Considered in particular is a rocket engine combustion chamber extending in a longitudinal direction defined by its axis of symmetry, the combustion chamber therefore being substantially rotationally symmetrical. The axis of symmetry is therefore contained in the combustion chamber, unlike cases of annular combustion chambers. In such combustion chambers, the propellants (fuel and oxidizer fluid, for example liquid hydrogen and liquid oxygen) are injected at one end 11 of the chamber 10 by injectors. FIG. 1 shows such a combustion chamber 10. The combustion reaction of the propellants produces combustion gases (for example water vapor) that are expelled by a neck 15 situated opposite the injectors. Downstream of the neck 15 (location of the combustion chamber with the smallest section), the chamber flares by a divergent section 20, which makes it possible to increase the speed of the combustion gases expelled through the neck 15, and therefore the thrust delivered by the engine. This divergent section 20 of the chamber 10 extends downstream via a divergent section 80 of the rocket engine. This divergent section 80 is fixed to the downstream end 25 of the divergent section 20 of the chamber 10, and is a separate part of the rocket engine from the combustion chamber 10.
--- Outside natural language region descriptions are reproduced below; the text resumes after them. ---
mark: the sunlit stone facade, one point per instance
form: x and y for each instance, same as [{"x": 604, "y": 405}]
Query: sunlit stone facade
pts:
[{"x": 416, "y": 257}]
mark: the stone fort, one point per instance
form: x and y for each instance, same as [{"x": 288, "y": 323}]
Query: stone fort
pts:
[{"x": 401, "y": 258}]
The walls of the combustion chamber 10 are typically made from copper or a copper alloy, which offers the best compromise between thermomechanical resistance and thermal conductivity. During the operation of the rocket engine, these walls, including the wall 30 of the divergent section 20, are brought to very high temperatures (the combustion gases can be at a temperature in the vicinity of 3500 K upstream of the neck in the case of oxygen and hydrogen combustion) and must be cooled (their temperature at the neck must not exceed 1000 K) in order to keep their mechanical properties. The most common method for performing this cooling consists of circulating one of the propellants in or in contact with the wall 30 of the divergent section 20 of the chamber 10 because these propellants are at a very low temperature.
In fact, the propellants currently used are liquefied gases (to minimize their volume), and are therefore at a very low temperature when they are injected into the combustion chamber 10. As a result, these propellants circulating (before their injection) around the wall 30 of the divergent section 20 are at a temperature (20 K to 100 K) that is much lower than the ambient temperature. Ambient temperature refers to a temperature of about 300 K.
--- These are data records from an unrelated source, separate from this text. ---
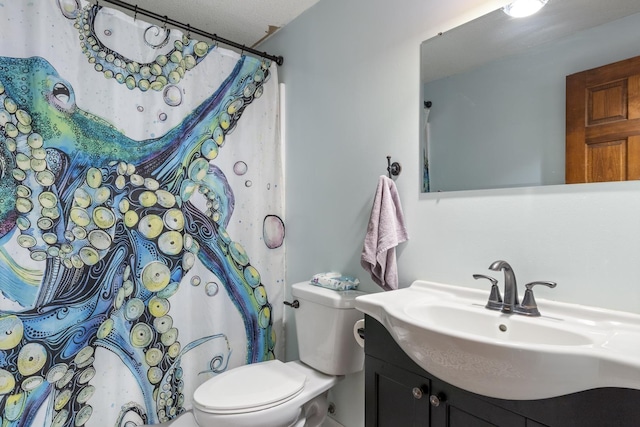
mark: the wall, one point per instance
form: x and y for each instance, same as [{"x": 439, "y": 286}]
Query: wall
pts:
[
  {"x": 351, "y": 70},
  {"x": 503, "y": 122}
]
This propellant circulation makes it possible to cool the wall 30 such that, during operation of the engine, the temperature of the inner face 32 of the wall 30 is lower than the condensation temperature of the combustion gases escaping through the divergent section 20. For example, the temperature of the inner face 32 is less than 400 K, for example less than 300 K. As a result, the combustion gases (water vapor in the case of an oxygen-hydrogen combustion) circulating in the divergent section 20 along the wall 30 condense on the inner face 32 of said wall 30, which is undesirable.
Indeed, this condensation causes streaming along this inner face 32, which disrupts the flow of the combustion gases. Moreover, this condensation locally causes variations in the temperature of the inner face 32, which locally generates important stresses that can lead to a decrease in the lifetime of the chamber. It is therefore necessary to increase the temperature of the inner face 32 of said wall 30 in order to eliminate that condensation.
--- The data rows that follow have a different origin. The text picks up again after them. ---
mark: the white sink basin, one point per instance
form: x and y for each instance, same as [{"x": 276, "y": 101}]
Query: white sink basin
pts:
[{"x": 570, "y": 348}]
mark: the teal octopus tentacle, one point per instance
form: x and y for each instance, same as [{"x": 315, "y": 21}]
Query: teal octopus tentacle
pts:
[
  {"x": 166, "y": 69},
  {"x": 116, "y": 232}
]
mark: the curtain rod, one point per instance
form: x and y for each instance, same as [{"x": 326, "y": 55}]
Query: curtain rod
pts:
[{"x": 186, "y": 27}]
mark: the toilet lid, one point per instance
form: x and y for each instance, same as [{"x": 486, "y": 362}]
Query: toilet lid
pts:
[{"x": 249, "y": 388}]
One solution considered to increase the temperature of said inner face 32 consists of increasing its roughness so as to increase the exchange surface of said inner face 32 with the combustion gases (water vapor in the case of an oxygen-hydrogen combustion) of the inside of the chamber. However, this solution is difficult to carry out because said roughness must be very fine for the exchange surface to be increased enough. Furthermore, modeling heat exchanges is very complex in the case of such a rough surface.